The agenda includes a detailed briefing on the Pak-Afghan war, cross-border hostilities, and the overall national security environment. Officials will deliberate on Pakistan’s response strategy following repeated provocations by the Afghan side and the deteriorating situation along the border.
The session is also expected to review the repatriation plan for Afghan refugees residing across the country — a move being linked to the evolving dynamics of the Pakistan and Afghanistan war and rising internal security concerns.
Sources said that key decisions are likely to be made regarding national security, border management, and diplomatic measures in light of the Pak-Afghan war, which has entered a sensitive phase after repeated acts of aggression by the Afghan Taliban regime.
The meeting will focus on safeguarding Pakistan’s territorial integrity and ensuring a unified national approach to end hostilities and restore peace along the border, amid growing concerns over the regional fallout of the Pak-Afghan war.
Earlier, Prime Minister Muhammad Shehbaz Sharif said Pakistan wants a permanent resolution to terrorism originating from Afghanistan to preserve peace between the two neighbours, and to avert any slide into a full-blown Pak-Afghan war.

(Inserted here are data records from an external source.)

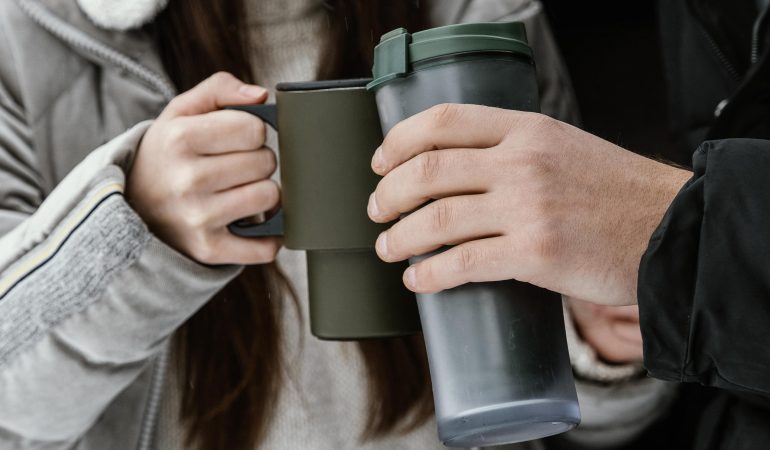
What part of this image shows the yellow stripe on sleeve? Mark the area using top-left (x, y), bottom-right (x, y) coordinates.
top-left (0, 182), bottom-right (125, 298)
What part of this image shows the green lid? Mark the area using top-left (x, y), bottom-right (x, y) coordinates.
top-left (368, 22), bottom-right (533, 91)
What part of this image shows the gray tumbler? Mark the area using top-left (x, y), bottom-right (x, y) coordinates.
top-left (368, 23), bottom-right (580, 447)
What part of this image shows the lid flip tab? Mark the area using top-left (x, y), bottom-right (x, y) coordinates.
top-left (369, 28), bottom-right (412, 89)
top-left (368, 22), bottom-right (534, 91)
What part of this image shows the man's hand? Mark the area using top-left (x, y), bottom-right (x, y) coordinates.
top-left (368, 104), bottom-right (691, 305)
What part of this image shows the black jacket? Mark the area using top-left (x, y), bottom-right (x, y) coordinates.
top-left (639, 0), bottom-right (770, 448)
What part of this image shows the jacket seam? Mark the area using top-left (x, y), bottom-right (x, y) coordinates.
top-left (6, 1), bottom-right (104, 126)
top-left (137, 343), bottom-right (169, 450)
top-left (0, 11), bottom-right (26, 117)
top-left (29, 65), bottom-right (92, 125)
top-left (16, 0), bottom-right (176, 100)
top-left (9, 0), bottom-right (102, 125)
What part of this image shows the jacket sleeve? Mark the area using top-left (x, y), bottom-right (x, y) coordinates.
top-left (638, 138), bottom-right (770, 396)
top-left (0, 68), bottom-right (240, 448)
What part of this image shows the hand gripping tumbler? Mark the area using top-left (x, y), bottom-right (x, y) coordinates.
top-left (367, 23), bottom-right (581, 447)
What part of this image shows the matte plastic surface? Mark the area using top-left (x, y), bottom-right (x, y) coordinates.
top-left (228, 81), bottom-right (421, 339)
top-left (307, 250), bottom-right (419, 339)
top-left (372, 53), bottom-right (580, 445)
top-left (276, 87), bottom-right (388, 250)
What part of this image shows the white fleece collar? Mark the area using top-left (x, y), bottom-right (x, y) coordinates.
top-left (76, 0), bottom-right (168, 30)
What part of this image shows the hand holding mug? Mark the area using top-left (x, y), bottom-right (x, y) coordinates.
top-left (127, 72), bottom-right (281, 265)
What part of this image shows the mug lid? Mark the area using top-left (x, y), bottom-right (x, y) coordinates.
top-left (277, 78), bottom-right (371, 92)
top-left (368, 22), bottom-right (533, 91)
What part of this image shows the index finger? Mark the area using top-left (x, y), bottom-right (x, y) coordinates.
top-left (162, 72), bottom-right (268, 119)
top-left (373, 104), bottom-right (521, 175)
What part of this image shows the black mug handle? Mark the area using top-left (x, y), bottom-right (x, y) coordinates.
top-left (224, 104), bottom-right (283, 238)
top-left (226, 104), bottom-right (278, 129)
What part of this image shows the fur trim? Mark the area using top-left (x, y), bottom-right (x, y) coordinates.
top-left (76, 0), bottom-right (168, 31)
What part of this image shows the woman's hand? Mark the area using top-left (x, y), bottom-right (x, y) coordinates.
top-left (368, 104), bottom-right (691, 306)
top-left (127, 72), bottom-right (281, 265)
top-left (569, 299), bottom-right (643, 363)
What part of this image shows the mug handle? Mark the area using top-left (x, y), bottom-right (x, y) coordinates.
top-left (224, 104), bottom-right (283, 237)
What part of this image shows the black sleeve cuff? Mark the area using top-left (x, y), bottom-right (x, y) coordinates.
top-left (638, 138), bottom-right (770, 396)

Opening the federal cabinet meeting, the prime minister stressed that the people of Afghanistan are “brothers and sisters” of Pakistanis and reminded ministers that the countries share a roughly 2,000-kilometre border. He recalled that Pakistan has hosted four million Afghans for decades and has helped them “sincerely within its limited resources.”
He said, however, that militants operating from across the Afghan border had been given a free hand by elements in Afghanistan and continued to carry out deadly attacks — killing Pakistani army officers, soldiers, law-enforcement personnel and civilians — actions that risk escalation into a war if not checked.